Steps Toward a Neurophenomenology of Speaking in Tongues
Josh Brahinsky, Michael Lifshitz, Tanya Marie Luhrmann
The Oxford Handbook of Psychedelic, Religious, Spiritual, and Mystical Experiences June 20, 2024 Peer reviewed DOI: 10.1093/oxfordhb/9780192844064.013.18
Summary
Working between neuroscience and ethnographic observation can yield unexpected insights. A neurophenomenological project on the evangelical Christian practice of speaking in tongues combined years of participant observation in churches with careful interviews of practitioners.
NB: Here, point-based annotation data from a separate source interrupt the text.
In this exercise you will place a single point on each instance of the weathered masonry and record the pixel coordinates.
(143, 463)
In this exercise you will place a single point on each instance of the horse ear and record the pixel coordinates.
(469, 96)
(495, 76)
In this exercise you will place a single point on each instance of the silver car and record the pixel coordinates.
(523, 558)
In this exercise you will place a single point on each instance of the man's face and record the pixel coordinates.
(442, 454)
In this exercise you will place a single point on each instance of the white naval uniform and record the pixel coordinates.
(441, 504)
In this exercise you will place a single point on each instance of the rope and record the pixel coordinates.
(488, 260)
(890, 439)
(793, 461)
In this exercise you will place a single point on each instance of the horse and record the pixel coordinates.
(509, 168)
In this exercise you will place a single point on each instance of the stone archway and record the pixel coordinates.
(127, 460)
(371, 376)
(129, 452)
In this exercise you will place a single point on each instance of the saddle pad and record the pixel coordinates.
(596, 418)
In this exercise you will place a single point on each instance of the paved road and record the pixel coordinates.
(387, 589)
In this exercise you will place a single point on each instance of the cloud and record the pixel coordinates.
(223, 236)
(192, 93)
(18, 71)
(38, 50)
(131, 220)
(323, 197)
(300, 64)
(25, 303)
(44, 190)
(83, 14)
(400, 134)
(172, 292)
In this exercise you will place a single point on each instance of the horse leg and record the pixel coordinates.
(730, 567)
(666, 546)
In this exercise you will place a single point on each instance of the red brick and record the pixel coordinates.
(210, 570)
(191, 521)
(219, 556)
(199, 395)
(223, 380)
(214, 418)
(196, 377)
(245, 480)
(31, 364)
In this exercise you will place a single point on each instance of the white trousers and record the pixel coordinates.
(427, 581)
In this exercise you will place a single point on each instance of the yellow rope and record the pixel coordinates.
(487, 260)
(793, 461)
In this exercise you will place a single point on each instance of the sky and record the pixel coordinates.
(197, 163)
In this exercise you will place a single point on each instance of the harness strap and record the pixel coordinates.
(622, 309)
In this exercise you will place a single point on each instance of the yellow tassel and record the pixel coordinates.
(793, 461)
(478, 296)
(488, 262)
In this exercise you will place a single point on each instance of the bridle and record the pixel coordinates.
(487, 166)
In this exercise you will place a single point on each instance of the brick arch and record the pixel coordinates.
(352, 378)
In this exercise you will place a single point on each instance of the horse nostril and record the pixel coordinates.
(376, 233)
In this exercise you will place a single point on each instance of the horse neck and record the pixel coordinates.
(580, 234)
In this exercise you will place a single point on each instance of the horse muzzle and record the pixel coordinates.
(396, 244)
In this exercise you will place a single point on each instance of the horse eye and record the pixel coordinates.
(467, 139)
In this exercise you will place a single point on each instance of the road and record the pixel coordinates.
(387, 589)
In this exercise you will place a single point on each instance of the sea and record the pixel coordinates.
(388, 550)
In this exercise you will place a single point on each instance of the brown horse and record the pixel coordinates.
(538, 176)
Designing a neuroimaging experiment to capture reported experiences led researchers to notice a shift they termed "dropping in." The interdisciplinary approach deepened understanding of tongues prayer in unanticipated ways.
Study at a glance
| Design | qualitative study |
|---|---|
| Population | evangelical Christian tongues-speakers |
| Key finding | The combination of ethnographic phenomenology and neuroscience revealed a shift in the experience of speaking in tongues, called "dropping in," which deepened understanding of tongues prayer. |
Abstract
Abstract This chapter aims to show that working back and forth between neuroscientific methods and ethnographic phenomenology can inspire us to think differently. We discuss a neurophenomenological project to improve our understanding of the evangelical Christian practice of speaking in tongues. After several years of ethnographic participant observation in tongues-speaking churches, we interviewed tongues-speakers carefully. As we developed a neuroimaging experiment to try to capture what we heard from them, our interdisciplinary approach pushed us to notice shifts in the experience of speaking in tongues, which we came to call “dropping in.” The combination of ethnographic phenomenology and neuroscience brought us a deeper understanding of tongues prayer in ways we did not expect.